Hubo, hace un tiempo, un país de paisajes extraordinarios, de naturaleza proveedora, de cielo prístino, de océanos atiborrados de vida y de ciudades amables que buen auguraban prosperidad.
Nacieron, en aquella nación, gentes notables. Hijos e hijas del rigor, de infancias breves, de valores simples pero intransables, de roles adscritos, de vidas austeras. Ellas, parían 10 hijos y el amor les alcanzaba para todos. Ellos, se ganaban la vida bajo el predicamento de que el trabajo dignifica, y se partían la espalda en oficios ásperos y de salarios ínfimos.
Estas gentes honraban la palabra empeñada mucho más que un papel con firmas rimbombantes y leguleyas. Respetaban sus compromisos, pagaban sus deudas, pedían permiso, pedían disculpas y siempre daban las gracias.

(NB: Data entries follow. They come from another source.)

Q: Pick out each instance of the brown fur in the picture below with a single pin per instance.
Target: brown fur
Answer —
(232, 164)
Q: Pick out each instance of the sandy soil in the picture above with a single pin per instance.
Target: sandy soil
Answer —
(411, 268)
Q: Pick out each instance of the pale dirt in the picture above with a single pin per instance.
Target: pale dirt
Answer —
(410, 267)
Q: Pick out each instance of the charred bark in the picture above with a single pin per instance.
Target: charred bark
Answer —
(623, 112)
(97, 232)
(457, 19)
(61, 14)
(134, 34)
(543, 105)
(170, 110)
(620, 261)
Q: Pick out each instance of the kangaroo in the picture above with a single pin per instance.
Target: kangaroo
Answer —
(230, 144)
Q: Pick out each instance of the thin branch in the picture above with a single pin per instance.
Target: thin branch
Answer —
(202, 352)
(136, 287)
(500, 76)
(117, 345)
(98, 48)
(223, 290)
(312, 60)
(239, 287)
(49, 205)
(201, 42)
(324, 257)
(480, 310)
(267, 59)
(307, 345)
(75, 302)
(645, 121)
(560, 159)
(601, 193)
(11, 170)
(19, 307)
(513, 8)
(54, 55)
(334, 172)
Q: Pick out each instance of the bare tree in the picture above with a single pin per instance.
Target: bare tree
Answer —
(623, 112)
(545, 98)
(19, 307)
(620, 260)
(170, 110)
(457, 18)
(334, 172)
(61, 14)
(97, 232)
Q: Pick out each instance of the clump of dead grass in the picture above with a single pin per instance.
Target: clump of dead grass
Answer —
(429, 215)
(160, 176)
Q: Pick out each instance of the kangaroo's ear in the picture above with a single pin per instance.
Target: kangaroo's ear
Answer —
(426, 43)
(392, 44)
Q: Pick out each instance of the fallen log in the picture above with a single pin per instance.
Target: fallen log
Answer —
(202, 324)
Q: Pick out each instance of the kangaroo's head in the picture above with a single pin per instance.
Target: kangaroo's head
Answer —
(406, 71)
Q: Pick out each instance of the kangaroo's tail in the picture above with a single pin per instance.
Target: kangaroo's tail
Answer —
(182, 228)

Se agrupaban en cooperativas y en sindicatos porque les habían enseñado a creer en que solo la unión hace la fuerza. Creían en algo llamado República. Habían luchado por el derecho a votar y se vestían de gala cada vez que ejercían ese derecho.
Descansaban los domingos, no tenían que comprar las verduras y los remedios estaban en la huerta de la casa, cenaban en familia, caminaban tranquilos por las calles y conversaban con los vecinos, organizaban mingas y malones y se comunicaban a la velocidad del correo postal.
Estas gentes, tenían el extraño hábito de sentirse felices con poco. Bastaban la buena salud, pan sobre la mesa, una casa tibia y alguna excusa para festejar dos o tres veces al año.
Hoy, estas gentes aún viven, pero habitan una tierra diferente, más compleja y más triste. Ellos se reconocen entre sí y se reúnen en espacios colectivos para conectarse con aquello que de algún modo reverbera, de esa vida que vivieron en aquel país que ya no existe.